Cochliomyia hominivorax, the New World screw-worm fly, or screw-worm for short

Prevention is better than cure

As with all illness, prevention is better than cure. Because of this, it is essential to be present during, or very soon after birth, to dip or spray the calf and prevent navel ill.

A great way of making sure you’re present is with the Moocall Calving Sensor, which alerts you an hour, and two hours before your cow is due to calf.

If you use the calving sensor, you have the additional bonus of being there to feed colostrum and to assist during a difficult calving. (plus it stops you from getting up in the middle of the night for no reason.)

Learn more about that here: www.moocall.com/products/moocall-sensors

tech breakdown calving sensor

After you’ve sprayed or dipped the navel in a disinfectant or agent your vet recommends, it should shrivel and dry up.

This means that bugs can’t breed, minimising your calf’s risk of contracting navel ill.

On some operations it is best practice to dip or spray the calf twice to make sure they get the most possible benefit out of it.

Trim the navel

If the navel is too long, cut it and leave two to three inches from the stalk then dip the navel in tincture of iodine to prevent local infection. This procedure is important for prevention of navel ill (omphalitis) and helps the umbilicus heal quickly.

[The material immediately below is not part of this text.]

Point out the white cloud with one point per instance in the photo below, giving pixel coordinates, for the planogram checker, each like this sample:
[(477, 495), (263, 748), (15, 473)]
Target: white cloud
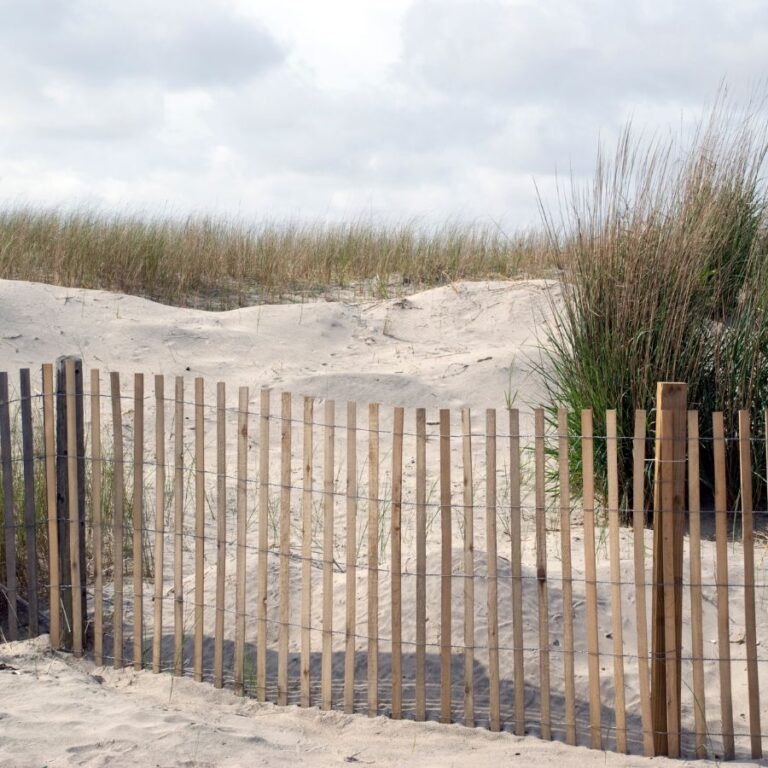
[(430, 109)]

navel-shrivelled-up-dip-spray

Calving environment

Making sure the calf is born into a clean environment is a major one, as this limits the amount of bugs in the environment. You should give the calving area a clean every time a cow has calved. Make sure there is fresh clean bedding.

Post calving environment

Once the calves have been taken off their mothers make sure the area they are going into is also hygienic and cleaned out often.

Good ventilation is also key. An easy way to determine if you have good ventilation is to smell the air.

If it’s damp this means you have more moisture. More moisture means more problems.

If you think you have a problem contact your vet and put a prevention and treatment strategy in place.